Sim, o conceito de se relacionar está mudando e as redes sociais estão aí fazendo um estrondoso sucesso. Tão estrondoso que parece impedir as pessoas de ouvir sua voz interior alertando que relacionamentos superficiais jamais resolverão o problema da solidão que a cada dia é mais profunda.
Viver é relacionar-se e conversar é uma necessidade.
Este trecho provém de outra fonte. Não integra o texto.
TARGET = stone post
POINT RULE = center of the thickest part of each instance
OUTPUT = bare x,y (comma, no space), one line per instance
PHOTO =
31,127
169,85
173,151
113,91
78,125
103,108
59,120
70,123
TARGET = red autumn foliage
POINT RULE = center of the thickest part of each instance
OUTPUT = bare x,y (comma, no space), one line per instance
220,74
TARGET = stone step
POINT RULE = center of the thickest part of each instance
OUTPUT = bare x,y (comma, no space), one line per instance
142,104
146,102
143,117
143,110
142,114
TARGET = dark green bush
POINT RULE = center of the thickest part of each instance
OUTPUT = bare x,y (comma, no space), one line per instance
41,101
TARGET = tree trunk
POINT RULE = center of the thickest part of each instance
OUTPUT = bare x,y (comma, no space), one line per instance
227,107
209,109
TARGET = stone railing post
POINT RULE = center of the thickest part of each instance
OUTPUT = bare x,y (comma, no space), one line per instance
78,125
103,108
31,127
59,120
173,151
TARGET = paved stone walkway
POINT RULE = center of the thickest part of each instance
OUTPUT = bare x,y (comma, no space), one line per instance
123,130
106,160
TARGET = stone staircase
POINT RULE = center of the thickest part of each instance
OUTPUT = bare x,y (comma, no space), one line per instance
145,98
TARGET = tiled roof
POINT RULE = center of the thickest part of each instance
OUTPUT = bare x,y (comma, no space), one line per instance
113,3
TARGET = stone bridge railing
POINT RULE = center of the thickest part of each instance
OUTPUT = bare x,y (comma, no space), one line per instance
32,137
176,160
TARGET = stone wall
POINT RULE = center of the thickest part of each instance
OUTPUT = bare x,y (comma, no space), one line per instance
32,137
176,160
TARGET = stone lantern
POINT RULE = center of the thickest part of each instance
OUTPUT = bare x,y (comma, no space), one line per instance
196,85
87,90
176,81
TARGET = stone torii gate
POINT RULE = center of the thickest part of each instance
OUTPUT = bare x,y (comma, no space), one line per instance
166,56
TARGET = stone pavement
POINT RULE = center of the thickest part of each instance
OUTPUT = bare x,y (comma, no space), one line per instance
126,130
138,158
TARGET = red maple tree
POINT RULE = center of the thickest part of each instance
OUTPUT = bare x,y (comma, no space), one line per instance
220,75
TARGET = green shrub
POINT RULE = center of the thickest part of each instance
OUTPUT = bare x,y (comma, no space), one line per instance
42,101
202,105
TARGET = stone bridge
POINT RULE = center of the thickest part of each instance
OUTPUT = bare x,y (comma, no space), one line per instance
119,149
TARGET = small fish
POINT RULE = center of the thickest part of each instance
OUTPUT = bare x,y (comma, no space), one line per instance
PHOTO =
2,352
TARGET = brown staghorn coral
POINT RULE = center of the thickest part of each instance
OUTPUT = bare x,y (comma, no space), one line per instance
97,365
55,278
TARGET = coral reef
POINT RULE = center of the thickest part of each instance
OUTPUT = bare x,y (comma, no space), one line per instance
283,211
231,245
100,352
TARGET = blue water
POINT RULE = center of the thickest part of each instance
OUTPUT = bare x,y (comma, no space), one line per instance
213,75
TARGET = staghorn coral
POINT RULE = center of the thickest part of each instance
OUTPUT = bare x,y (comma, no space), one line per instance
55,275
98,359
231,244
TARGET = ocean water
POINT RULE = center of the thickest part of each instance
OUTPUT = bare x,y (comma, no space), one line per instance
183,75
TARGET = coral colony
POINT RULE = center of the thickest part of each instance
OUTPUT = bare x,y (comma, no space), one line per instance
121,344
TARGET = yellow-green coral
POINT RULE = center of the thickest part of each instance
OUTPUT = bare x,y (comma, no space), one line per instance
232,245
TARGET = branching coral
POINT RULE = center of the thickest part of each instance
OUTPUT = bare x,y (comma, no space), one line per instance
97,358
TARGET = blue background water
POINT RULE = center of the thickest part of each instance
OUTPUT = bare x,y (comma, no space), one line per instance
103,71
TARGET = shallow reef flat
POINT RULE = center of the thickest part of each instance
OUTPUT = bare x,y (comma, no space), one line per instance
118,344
Estamos conversados?
8 comentários:
Excelente texto.
Realmente estamos vivendo em uma sociedade solitária.
O imediatismo e os prazeres lúdicos são as referências e as "necessidades" do homem.
Aprofundar conversas, relacionar tem se tornado cada vez mais escasso.
Quem desenvolve a arte de conversar tem sorte na vida!
Um grande abraço.
Oi Nathy,
Seja bem-vinda a este blog. Espero que continue encontrando nele textos que sejam de seu agrado e que continue comentando-os. Talvez seja conveniente lembrar que os comentários não devem se restringir a concordar com o que é dito nos textos, mas abrangem também discordâncias bem intencionadas que ajudem a ver as coisas de outros pontos de vista.
Um abraço,
Guedes
Guedes,
Infelizmente hoje muitas pessoas não contam mais seus segredos, medos e vitórias nem para seus melhores amigos. A preferência é pagar um "personal friend"(psicólogo) para conversar. Os nossos melhores amigos só vivem atendendo telefone, recebeno mensagens, trabalhando muito para ter de material o que a sociedade cobra e etc... Tudo bem que não queiram ouvir nossas mágoas, mas o maior absurdo é não ter tempo para comemorar nem ouvir as nossas vitórias!
Bom dia, amigos
Muito bom, pena que a maioria nem fale mais, so emita sons, girias e outra coisa paralela, até propaganda de televisão incentiva a não falar mais e sim baixar programas e comunicar, esta faltando o olho no olho e conversa franca e aberta
Alguém mais tem dificuldades de acompanhar séries e novelas?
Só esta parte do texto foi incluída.